Solution: The sum of the first \( n \) terms of an arithmetic sequence is:

\[ S_n = \frac{n}{2} \times (a_1 + a_n) \]

The 20th term is \( a_{20} = a_1 + 19d = 5 + 19 \times 3 = 62 \). Thus, the sum is:

\[ S_{20} = \frac{20}{2} \times (5 + 62) = 10 \times 67 = 670 \]

Thus, the sum of the first 20 terms is \( \boxed{670} \).

8. Problem: Probability - Solutions¶

Two dice are rolled. What is the probability that the sum of the numbers rolled is \( 8 \)?

Solution: There are \( 6 \times 6 = 36 \) possible outcomes. The combinations that sum to \( 8 \) are:

\[ (2,6), (3,5), (4,4), (5,3), (6,2) \]

There are 5 favorable outcomes, so the probability is:

\[ \frac{5}{36} \]

Thus, the probability is \( \boxed{\frac{5}{36}} \).

9. Problem: Quadratic Equation - Solutions¶

Solve the equation \( x^2 - 5x + 6 = 0 \).

Solution: Factor the quadratic:

\[ x^2 - 5x + 6 = (x - 2)(x - 3) = 0 \]

Thus, \( x = 2 \) or \( x = 3 \). The solutions are \( \boxed{2} \) and \( \boxed{3} \).

10. Problem: Right Triangle - Solutions¶

In a right triangle, the legs are \( 6 \) and \( 8 \). What is the length of the hypotenuse?

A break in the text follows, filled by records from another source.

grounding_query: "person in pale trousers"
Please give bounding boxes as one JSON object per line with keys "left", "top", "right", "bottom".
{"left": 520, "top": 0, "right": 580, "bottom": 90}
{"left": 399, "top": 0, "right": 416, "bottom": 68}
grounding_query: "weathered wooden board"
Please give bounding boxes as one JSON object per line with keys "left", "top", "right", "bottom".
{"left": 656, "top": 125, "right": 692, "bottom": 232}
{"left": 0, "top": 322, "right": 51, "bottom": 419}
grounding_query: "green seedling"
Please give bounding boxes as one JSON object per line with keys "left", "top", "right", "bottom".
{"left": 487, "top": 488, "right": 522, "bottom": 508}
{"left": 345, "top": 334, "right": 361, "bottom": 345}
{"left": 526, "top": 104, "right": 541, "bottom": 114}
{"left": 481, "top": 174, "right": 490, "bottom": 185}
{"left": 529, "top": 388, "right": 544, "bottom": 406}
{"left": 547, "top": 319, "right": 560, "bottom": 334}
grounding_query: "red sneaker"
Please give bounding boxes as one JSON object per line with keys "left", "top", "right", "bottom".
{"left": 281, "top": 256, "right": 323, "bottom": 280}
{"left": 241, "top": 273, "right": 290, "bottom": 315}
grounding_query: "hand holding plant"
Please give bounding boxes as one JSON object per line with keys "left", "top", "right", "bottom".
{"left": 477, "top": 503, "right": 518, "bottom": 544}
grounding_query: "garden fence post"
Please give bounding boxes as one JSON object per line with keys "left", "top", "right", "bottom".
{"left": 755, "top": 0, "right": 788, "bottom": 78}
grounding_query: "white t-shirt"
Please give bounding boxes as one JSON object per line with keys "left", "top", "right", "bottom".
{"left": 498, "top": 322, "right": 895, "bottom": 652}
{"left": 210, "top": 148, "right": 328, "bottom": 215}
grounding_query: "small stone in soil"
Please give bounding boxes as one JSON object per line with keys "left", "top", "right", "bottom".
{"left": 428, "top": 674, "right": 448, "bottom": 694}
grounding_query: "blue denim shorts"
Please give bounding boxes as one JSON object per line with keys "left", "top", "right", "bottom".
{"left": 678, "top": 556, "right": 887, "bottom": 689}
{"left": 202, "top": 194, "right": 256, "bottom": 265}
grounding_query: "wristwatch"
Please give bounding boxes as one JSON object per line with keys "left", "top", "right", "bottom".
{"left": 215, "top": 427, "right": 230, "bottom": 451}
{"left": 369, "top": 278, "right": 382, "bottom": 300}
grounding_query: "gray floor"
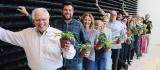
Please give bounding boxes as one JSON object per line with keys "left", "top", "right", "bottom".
{"left": 129, "top": 44, "right": 160, "bottom": 70}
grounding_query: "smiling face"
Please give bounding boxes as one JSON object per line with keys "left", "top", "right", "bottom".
{"left": 102, "top": 17, "right": 109, "bottom": 25}
{"left": 95, "top": 20, "right": 104, "bottom": 31}
{"left": 117, "top": 13, "right": 123, "bottom": 20}
{"left": 83, "top": 16, "right": 92, "bottom": 28}
{"left": 62, "top": 5, "right": 74, "bottom": 20}
{"left": 110, "top": 10, "right": 117, "bottom": 21}
{"left": 33, "top": 10, "right": 49, "bottom": 33}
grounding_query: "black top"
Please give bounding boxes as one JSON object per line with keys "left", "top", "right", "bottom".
{"left": 143, "top": 20, "right": 152, "bottom": 34}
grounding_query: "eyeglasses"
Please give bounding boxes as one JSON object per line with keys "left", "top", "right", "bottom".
{"left": 111, "top": 13, "right": 117, "bottom": 16}
{"left": 34, "top": 18, "right": 48, "bottom": 22}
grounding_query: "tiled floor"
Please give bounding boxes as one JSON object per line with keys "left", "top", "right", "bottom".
{"left": 128, "top": 44, "right": 160, "bottom": 70}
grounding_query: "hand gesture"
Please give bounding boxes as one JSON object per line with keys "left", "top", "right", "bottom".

Solution: Using the Pythagorean theorem:

\[ c = \sqrt{6^2 + 8^2} = \sqrt{36 + 64} = \sqrt{100} = 10 \]

Thus, the hypotenuse is \( \boxed{10} \).

11. Problem: Circles and Geometry - Solutions¶

Two concentric circles have radii of \( 3 \) and \( 5 \). What is the area of the ring-shaped region between the two circles?

Solution: The area of the ring is the difference between the areas of the larger and smaller circles:

[ \text{Area} = \pi \times 5^2 - \p i \times 3^2 = 25\pi - 9\pi = 16\pi ] Thus, the area of the ring is \( \boxed{16\pi} \).

12. Problem: Sum of Angles in a Polygon - Solutions¶

What is the sum of the interior angles of a pentagon?

Solution: The sum of the interior angles of a polygon with \( n \) sides is given by:

\[ \text{Sum of angles} = 180(n-2) \]

For a pentagon (\( n = 5 \)):

\[ \text{Sum of angles} = 180(5-2) = 180 \times 3 = 540 \]

Thus, the sum of the interior angles is \( \boxed{540^\circ} \).